О привычке как Тинторетто, так и Микеланджело работать прямо от блока и на холсте, без этюда или модели, нет нужды настаивать; ибо хотя это одно из самых поразительных доказательств их имагинативной силы, это опасный прецедент. Никакой способ исполнения никогда не должен преподаваться молодому художнику как лучший, чем другой; он должен понимать истину того, что он должен сделать, удачное исполнение последует как само собой разумеющееся; и если он чувствует себя способным достичь правильного сразу, он естественно сделает это без ссылки на прецедент. Он должен всегда считать, что его долг — достичь наивысшего результата, какого он может, — но что ни у кого нет дела до средств или времени, которые он потратил. Если это можно сделать быстро, пусть будет сделано так; если нет, пусть будет сделано во всяком случае. Ибо за знание своего пути он отвечает, и поэтому не должен идти сомневаясь; но никто не может винить его за осторожную ходьбу, если путь узкий, со скольжением с каждой стороны. Он может сделать паузу, но не должен колебаться — и дрожать, но не должен проявлять нерешительность.

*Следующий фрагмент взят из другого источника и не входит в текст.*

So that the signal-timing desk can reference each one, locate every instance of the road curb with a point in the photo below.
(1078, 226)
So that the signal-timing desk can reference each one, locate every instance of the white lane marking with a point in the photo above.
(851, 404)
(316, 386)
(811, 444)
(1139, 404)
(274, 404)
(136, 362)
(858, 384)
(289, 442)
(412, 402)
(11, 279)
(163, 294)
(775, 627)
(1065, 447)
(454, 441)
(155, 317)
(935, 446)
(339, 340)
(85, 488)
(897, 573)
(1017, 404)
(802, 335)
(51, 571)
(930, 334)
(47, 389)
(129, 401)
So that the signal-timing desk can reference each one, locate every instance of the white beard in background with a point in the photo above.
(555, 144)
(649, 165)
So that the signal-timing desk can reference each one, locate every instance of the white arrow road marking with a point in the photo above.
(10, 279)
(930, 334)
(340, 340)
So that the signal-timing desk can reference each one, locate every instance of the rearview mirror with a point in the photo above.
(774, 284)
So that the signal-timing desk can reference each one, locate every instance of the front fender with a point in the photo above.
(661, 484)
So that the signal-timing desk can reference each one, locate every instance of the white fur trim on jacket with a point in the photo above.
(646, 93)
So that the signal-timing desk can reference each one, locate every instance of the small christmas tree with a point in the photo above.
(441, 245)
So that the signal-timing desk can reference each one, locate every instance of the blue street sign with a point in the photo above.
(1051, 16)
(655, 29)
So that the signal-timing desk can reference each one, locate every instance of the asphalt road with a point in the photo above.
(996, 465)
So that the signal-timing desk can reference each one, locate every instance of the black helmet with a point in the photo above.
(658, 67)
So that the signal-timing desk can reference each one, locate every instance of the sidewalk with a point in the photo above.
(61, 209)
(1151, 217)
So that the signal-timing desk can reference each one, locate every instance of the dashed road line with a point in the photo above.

[69] То, что мы знаем о жизни М. Анджело и Тинторетто, в высшей степени иллюстрирует этот характер.

ГЛАВА IV.

О ВООБРАЖЕНИИ СОЗЕРЦАТЕЛЬНОМ. Мы в двух предыдущих главах пришли к определенным выводам относительно силы и сущности имагинативной способности. В этих двух актах проникновения и комбинации ее разделяющие и характерные атрибуты полностью развиты; нам остается только наблюдать определенную привычку или способ действия, в котором она часто находит удовольствие и посредством которого она обращается к нашим восприятиям более принудительно и утверждает свое присутствие более отчетливо, чем в тех могучих, но более тайных процессах, в которых заключается ее жизнь.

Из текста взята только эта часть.